Centrais sindicais, sindicatos e movimentos sociais organizaram atos, panfletagens e atividades públicas para ampliar a pressão sobre senadores e fortalecer essa reivindicação nacional.
As mobilizações ocorreram justamente durante a retomada das atividades do Congresso Nacional, estratégia adotada pelas entidades para cobrar avanço da proposta dentro do Senado Federal.
Durante as atividades, dirigentes dialogaram diretamente com trabalhadores, distribuíram materiais informativos e defenderam mais qualidade de vida, saúde, convivência familiar, lazer e formação profissional.
No Pará, registros divulgados pela Força Sindical mostram trabalhadores e dirigentes participando das ações estaduais, reforçando nacionalmente a mobilização construída pelas centrais sindicais brasileiras.
Da mesma forma, Pernambuco registrou participação na jornada nacional, com imagens reunidas pela Força Sindical mostrando a presença da mobilização no estado durante segunda-feira.
Em Recife, lideranças sindicais, parlamentares e movimentos sociais participaram do ato público, fortalecendo a cobrança pela redução da jornada e pelo encerramento da escala 6x1.

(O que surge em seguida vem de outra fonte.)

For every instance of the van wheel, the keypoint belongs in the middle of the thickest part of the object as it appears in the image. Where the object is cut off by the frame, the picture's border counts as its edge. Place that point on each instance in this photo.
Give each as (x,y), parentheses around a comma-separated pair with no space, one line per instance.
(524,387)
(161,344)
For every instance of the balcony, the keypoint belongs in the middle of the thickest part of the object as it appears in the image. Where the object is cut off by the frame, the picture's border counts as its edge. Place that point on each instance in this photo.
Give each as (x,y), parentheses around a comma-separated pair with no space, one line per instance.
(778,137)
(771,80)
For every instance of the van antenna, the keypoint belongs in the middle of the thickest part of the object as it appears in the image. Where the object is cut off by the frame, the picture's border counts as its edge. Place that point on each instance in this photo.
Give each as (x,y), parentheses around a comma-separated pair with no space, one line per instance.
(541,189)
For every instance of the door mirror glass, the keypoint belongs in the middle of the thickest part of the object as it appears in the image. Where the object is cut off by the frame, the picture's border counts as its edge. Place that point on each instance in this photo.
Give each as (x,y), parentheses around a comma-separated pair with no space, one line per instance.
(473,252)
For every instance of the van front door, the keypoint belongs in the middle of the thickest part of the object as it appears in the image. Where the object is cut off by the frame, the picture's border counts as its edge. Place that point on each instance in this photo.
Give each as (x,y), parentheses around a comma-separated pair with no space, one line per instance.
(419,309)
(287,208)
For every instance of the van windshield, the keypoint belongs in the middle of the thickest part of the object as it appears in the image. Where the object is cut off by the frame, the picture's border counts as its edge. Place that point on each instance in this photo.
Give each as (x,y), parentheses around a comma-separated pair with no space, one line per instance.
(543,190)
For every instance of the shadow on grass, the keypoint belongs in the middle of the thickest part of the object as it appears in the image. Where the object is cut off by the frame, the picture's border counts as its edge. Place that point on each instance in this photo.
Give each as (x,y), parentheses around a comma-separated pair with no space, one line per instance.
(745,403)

Já em Brasília, trabalhadores realizaram manifestação no Setor Bancário Norte, enquanto dirigentes defenderam que senadores avancem rapidamente na análise da reivindicação apresentada pelas centrais.
Em Porto Alegre, participantes iniciaram a mobilização na Rodoviária e caminharam até o Palácio do Comércio, levando reivindicações trabalhistas diretamente às ruas da capital gaúcha.
Enquanto isso, Teresina recebeu ato público diante da Federação das Indústrias do Estado do Piauí, reunindo sindicalistas na defesa da mudança da jornada semanal brasileira.
São Paulo também recebeu atividades no Largo da Concórdia, no Brás, enquanto outras mobilizações aconteceram em Mauá e Diadema, ampliando a participação dos trabalhadores paulistas.
Consequentemente, a jornada nacional fortaleceu a pressão sobre o Senado, responsável pela continuidade da tramitação após avanços obtidos anteriormente na Câmara dos Deputados pelos trabalhadores.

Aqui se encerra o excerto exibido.